As a number of member countries reported, restoration and conservation are two sides of the same coin, and several common solutions can be envisaged. Participants emphasized also the integration of restoration efforts, with its broader definition also encompassing conservation and sustainable land management, into mainstream development, and that sustainable development is dependent on restoration being effective and effectively embedded in a range of policies, strategies and programs, for instance by the EU.

In the second section, the UNCCD Secretariat contributed introducing the G20 Global Initiative ten-year strategy and the three-year operational plan as the means to strengthen its Four Pillars.

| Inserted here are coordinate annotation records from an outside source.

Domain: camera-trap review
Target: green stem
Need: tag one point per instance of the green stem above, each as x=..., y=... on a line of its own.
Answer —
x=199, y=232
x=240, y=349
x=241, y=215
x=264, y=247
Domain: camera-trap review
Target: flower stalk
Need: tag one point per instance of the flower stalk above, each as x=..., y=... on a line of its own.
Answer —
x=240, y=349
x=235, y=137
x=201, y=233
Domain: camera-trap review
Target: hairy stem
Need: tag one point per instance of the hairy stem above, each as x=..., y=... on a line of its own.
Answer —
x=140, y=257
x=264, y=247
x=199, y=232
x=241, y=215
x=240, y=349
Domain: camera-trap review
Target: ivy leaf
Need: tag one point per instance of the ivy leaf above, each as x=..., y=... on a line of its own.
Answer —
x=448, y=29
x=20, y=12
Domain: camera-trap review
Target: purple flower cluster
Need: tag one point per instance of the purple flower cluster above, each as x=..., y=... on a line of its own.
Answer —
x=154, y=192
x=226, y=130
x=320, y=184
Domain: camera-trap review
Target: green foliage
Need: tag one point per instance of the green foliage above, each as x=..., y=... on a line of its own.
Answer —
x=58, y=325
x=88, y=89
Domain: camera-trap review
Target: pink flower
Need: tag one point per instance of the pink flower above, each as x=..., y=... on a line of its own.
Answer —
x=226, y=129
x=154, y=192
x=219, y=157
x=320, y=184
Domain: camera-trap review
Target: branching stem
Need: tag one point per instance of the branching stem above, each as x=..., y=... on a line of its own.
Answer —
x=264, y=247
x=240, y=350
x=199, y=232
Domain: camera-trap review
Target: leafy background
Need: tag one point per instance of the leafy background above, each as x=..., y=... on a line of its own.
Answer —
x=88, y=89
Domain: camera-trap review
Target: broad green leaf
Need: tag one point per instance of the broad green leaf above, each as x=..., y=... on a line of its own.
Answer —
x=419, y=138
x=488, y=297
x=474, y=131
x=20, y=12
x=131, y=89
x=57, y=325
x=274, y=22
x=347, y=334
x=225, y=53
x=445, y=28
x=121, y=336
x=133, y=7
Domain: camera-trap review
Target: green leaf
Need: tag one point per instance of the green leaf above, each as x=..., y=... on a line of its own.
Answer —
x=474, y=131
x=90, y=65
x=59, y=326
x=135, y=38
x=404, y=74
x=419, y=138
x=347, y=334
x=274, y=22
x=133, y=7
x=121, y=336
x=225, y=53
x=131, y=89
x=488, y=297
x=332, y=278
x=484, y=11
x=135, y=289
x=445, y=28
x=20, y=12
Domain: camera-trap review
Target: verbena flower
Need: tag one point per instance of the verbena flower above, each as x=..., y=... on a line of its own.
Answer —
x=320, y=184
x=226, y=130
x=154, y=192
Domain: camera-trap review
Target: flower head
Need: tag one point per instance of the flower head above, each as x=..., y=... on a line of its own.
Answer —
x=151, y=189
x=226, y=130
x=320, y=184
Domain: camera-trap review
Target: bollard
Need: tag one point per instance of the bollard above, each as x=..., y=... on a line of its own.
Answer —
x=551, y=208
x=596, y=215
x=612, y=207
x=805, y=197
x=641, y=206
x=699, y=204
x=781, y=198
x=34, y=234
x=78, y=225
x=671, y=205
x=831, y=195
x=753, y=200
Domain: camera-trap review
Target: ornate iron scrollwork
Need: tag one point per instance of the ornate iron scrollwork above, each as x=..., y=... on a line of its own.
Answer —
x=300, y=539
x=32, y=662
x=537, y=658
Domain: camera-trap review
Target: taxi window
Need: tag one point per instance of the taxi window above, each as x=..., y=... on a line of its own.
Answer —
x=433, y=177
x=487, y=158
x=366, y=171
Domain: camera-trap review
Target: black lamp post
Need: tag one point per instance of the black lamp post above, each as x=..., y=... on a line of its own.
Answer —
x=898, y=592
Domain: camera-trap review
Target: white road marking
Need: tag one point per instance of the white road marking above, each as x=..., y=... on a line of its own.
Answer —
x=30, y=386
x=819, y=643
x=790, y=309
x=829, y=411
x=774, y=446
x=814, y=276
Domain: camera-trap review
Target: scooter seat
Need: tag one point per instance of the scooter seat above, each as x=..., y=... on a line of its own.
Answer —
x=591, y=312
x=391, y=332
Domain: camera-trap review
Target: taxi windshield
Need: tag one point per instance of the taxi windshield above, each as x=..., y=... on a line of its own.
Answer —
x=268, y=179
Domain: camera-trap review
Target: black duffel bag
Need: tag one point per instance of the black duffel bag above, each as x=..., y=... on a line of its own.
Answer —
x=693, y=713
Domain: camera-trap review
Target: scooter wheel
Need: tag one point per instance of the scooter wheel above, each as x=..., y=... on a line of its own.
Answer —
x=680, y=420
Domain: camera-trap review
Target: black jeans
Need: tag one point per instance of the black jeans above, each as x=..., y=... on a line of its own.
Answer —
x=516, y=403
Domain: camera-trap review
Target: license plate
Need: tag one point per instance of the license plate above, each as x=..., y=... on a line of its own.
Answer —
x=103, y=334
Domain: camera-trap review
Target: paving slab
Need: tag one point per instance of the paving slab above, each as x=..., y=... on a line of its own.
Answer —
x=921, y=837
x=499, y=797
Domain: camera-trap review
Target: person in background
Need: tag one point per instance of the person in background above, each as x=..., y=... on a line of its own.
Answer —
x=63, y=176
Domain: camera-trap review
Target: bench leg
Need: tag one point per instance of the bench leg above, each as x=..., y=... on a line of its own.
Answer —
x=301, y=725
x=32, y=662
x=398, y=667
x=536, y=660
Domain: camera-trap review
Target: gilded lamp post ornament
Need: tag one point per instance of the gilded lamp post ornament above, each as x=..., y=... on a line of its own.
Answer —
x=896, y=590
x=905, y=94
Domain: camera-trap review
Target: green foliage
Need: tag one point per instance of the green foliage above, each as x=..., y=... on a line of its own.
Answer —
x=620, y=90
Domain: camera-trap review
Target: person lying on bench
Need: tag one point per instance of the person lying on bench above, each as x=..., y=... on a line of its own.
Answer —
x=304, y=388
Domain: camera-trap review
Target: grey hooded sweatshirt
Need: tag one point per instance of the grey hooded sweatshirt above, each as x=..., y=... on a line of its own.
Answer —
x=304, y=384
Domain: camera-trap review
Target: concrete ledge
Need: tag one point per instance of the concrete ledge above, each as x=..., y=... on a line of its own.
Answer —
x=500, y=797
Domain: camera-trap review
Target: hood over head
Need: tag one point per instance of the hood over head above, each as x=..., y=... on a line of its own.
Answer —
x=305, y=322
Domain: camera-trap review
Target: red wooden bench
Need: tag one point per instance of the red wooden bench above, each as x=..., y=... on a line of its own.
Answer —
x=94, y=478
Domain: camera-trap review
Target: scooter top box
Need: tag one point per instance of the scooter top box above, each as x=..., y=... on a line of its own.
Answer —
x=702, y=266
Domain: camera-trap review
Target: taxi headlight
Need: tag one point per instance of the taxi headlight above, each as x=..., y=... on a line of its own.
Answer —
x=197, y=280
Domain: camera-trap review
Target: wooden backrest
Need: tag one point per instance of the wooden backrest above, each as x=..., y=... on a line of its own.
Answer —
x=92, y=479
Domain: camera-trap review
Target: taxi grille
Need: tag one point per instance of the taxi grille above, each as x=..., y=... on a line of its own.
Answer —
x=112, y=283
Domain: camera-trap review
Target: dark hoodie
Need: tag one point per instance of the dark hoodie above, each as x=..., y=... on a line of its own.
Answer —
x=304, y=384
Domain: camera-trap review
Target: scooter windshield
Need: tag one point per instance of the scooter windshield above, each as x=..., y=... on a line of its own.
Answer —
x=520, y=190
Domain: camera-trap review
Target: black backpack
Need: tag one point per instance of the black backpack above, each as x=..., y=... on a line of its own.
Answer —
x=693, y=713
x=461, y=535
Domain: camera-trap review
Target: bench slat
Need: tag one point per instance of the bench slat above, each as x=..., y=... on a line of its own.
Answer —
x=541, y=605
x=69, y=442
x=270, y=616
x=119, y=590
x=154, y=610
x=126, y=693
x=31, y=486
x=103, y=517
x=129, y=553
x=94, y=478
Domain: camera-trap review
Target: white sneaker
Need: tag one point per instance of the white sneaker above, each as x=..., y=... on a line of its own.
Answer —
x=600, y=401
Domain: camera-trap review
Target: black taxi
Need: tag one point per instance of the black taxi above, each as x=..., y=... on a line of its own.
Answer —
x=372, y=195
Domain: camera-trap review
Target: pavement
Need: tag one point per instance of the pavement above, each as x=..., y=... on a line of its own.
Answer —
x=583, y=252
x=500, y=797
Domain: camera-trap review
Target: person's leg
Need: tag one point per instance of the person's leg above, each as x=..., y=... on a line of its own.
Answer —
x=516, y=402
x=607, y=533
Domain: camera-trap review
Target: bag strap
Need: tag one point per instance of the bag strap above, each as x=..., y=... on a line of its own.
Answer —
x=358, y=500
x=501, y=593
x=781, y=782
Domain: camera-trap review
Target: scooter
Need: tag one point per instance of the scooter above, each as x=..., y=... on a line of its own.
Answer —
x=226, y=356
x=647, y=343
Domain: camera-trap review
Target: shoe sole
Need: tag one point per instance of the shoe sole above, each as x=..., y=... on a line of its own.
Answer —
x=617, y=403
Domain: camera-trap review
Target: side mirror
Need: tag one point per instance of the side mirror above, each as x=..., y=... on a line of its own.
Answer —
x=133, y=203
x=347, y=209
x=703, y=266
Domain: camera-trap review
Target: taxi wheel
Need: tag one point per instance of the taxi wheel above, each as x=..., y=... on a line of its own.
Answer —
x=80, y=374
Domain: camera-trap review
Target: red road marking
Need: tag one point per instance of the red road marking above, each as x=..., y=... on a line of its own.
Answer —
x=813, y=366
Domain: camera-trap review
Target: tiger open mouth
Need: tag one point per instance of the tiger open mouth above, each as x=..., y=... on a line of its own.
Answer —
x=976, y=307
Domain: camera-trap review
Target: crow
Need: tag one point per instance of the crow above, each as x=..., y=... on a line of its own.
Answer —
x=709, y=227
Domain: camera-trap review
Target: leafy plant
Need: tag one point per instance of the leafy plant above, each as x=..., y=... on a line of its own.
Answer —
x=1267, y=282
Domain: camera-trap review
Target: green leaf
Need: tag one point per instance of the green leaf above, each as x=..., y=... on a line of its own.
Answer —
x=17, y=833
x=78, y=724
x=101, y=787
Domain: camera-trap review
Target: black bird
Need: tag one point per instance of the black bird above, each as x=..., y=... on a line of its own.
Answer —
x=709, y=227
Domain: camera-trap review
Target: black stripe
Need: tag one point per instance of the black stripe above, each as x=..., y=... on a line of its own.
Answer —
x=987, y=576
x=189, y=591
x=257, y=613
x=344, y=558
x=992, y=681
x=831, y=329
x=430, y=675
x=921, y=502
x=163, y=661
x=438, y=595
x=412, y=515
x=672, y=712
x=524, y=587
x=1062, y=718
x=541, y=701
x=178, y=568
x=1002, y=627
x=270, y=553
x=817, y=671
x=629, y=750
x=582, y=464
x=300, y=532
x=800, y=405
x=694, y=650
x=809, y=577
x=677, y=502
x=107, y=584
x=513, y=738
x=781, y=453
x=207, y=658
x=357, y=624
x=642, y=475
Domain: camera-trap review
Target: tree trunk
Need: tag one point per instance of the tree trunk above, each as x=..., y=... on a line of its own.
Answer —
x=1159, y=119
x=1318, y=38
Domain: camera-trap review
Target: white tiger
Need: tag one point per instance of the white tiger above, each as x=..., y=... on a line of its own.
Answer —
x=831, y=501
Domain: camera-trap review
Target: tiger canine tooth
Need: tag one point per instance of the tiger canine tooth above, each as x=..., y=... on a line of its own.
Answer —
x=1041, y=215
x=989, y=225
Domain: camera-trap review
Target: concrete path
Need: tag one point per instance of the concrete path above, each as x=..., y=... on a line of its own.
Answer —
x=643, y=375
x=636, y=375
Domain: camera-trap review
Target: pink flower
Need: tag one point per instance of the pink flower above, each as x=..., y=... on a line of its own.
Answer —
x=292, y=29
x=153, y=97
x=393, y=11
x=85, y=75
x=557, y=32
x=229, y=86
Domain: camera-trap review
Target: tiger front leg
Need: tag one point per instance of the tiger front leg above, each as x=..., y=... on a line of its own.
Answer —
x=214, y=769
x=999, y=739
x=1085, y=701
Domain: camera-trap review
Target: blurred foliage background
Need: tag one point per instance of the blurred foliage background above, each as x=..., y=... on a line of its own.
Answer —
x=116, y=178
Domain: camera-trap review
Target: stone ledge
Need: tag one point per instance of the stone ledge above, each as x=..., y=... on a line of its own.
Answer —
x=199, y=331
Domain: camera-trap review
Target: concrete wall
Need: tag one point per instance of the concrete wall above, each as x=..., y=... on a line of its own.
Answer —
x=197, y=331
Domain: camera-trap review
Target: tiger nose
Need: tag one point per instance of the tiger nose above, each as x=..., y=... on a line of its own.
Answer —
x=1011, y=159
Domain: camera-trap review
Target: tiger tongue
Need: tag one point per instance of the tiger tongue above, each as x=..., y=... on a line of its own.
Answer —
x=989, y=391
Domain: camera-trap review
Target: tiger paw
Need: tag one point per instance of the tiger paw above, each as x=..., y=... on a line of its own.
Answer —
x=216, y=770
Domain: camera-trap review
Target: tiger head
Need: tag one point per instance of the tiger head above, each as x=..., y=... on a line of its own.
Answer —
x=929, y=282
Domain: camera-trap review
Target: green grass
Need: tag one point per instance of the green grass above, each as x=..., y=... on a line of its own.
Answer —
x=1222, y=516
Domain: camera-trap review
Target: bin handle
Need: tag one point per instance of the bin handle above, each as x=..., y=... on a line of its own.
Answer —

In sum, key insights from the workshop were:

  • Restoration is an opportunity to align the three Rio Conventions and strengthen synergies.
  • Agreement that land restoration/degradation is not separate from other key issues of biodiversity, water, climate change, food security, desertification, etc.
  • Importance to link local, national, regional and global interventions.
  • Evidence of the availability of whole suites of technologies, solutions, practices, methods, tools, policies, incentives, that need to be captured and made available for adaptation and deployment.
  • COVID-19 has underlined the importance of acting on land restoration and the need to capitalize on that in post-COVID recovery activities.
  • Land sector is increasing in importance for multiple reasons including GHG neutrality, biodiversity conservation, building resilience to drought as well as addressing pollution, improving air quality and other impacts on public health.
  • The initiatives presented also highlighted the importance of inclusive solution-seeking, especially where indigenous and local communities are involved and the importance of traditional knowledge in this aspect.
  • A lot of shared learning is possible in policy reforms and financial regulations.
  • A key aspect will be simultaneously elevating the importance of sound land stewardship at social, political, and commercial levels and also across all sectors.
  • Land-based green finance could deliver a multi-sectoral approach with multiple benefits in terms of climate change, biodiversity and food security.

The Chair also highlighted the role of youth to reinforce land-based solutions in the long term as part of decision-making processes having them today as recipients, and tomorrow as actors.

The workshop ended with Saudi Arabia and Italy closing remarks, welcoming the G20 Global Initiative’s important role in supporting land protection and restoring activities and recalling the main issues discussed.